Against the tide: Mercedes-Benz isn’t worried by the shrinking segment in which its S-Class luxury sedan competes.

Significant drop in upper-large passenger segment not a problem for Mercedes-Benz

Mercedes-Benz logo15 Dec 2017

MERCEDES-BENZ is not concerned about the future sales potential of its newly-updated S-Class luxury sedan despite a considerable drop in customer interest for the upper-large passenger car segment.

With one month to go in 2017, the $100,000-plus upper large segment has seen a 29.0 per cent decline in sales.

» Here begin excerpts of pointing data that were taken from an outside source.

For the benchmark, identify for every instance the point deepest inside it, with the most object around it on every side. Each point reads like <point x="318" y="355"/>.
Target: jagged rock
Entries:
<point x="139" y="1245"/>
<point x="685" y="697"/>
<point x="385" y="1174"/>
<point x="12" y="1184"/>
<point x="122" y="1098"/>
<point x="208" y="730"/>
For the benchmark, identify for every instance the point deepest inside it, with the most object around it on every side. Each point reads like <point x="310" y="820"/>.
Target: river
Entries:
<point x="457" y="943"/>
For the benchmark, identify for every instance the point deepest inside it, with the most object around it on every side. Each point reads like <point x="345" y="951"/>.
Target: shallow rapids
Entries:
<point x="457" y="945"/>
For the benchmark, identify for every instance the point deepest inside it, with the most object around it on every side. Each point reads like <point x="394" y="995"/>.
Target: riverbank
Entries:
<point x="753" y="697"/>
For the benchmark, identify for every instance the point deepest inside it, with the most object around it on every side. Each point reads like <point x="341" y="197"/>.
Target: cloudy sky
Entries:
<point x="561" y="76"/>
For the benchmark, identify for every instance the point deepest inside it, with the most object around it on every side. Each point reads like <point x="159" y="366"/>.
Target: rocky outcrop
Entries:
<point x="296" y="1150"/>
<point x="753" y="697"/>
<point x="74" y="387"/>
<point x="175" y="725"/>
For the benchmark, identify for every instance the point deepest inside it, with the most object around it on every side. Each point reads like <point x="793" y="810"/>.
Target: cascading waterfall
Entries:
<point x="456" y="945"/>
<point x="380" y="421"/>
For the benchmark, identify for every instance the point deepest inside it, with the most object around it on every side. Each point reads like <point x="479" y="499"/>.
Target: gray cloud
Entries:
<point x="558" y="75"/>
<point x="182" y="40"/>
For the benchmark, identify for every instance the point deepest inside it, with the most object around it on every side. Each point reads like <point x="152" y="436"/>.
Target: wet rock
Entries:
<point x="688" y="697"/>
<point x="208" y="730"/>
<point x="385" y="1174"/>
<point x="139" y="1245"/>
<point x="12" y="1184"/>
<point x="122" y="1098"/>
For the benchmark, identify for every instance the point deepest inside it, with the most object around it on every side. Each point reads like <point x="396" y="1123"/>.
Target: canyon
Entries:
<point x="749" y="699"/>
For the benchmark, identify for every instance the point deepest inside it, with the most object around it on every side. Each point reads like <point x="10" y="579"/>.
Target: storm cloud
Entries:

Accounting for the sub-$100,000 segment as well, increases the level of decline to 37.2 per cent.

Market share for both segments stand at 0.1 per cent, tied for the smallest amount with the 20-plus seat light bus segment.

In 2016, the more expensive upper-large segment saw a 13.0 per cent climb almost exclusively on the back of the newly-released BMW 7 Series which grew by a whopping 215.1 per cent, with the Maserati Quattroporte the only other model to experience growth at 6.8 per cent.

Factoring in total upper-large sales, 2016 saw a 23.2 per cent decline.

Speaking to GoAuto at the launch of the refreshed S-Class, Mercedes-Benz Australia/Pacific public relations and product communications manager Jerry Stamoulis said the brand expected some E-Class customers to make the step-up to its upper-large luxury sedan.

“ If you look at Mercedes-Benz, E-Class is still selling quite well, leading the segment, and we believe with how we’ve positioned S-Class now – especially with the S350d, we no longer have an E500 – we really see some of those customers coming up to the S-Class now,” he said.

“There’s still life in that part of the market – it’s far from dead.”

Mr Stamoulis said that despite the trend away from large passenger vehicles, he sees the S-Class as continuing to be the luxury flagship for Mercedes-Benz.

“I think from a luxury viewpoint, definitely,” he said.

As for technology, the S-Class will always be the brand leader when a new model is released, but due to customer expectations, new technological features need to be rolled out across other models as they are updated and may supersede the S-Class.

“At this stage, I think we’ll still see the S-Class as the pinnacle of the Mercedes-Benz range, and we also have Maybach, which is our pinnacle, so we really have Mercedes-Benz, then we have Mercedes-AMG which is our performance arm, and Mercedes-Maybach, which is our top luxury marque,” Mr Stamoulis said.

“So what we do with Maybach in the future may dictate where we see luxury going.”

Currently, the S-Class is the only Mercedes model line with a Maybach-fettled variant, the twin-turbo V12-powered S650, however Mr Stamoulis alluded that the Maybach name may not always be tied exclusively to the S-Class.

The Maybach nameplate could be expanded to include an SUV variant, which would most likely come in the form of the GLE large SUV, but could also be applied to the seven-seat GLS upper large SUV.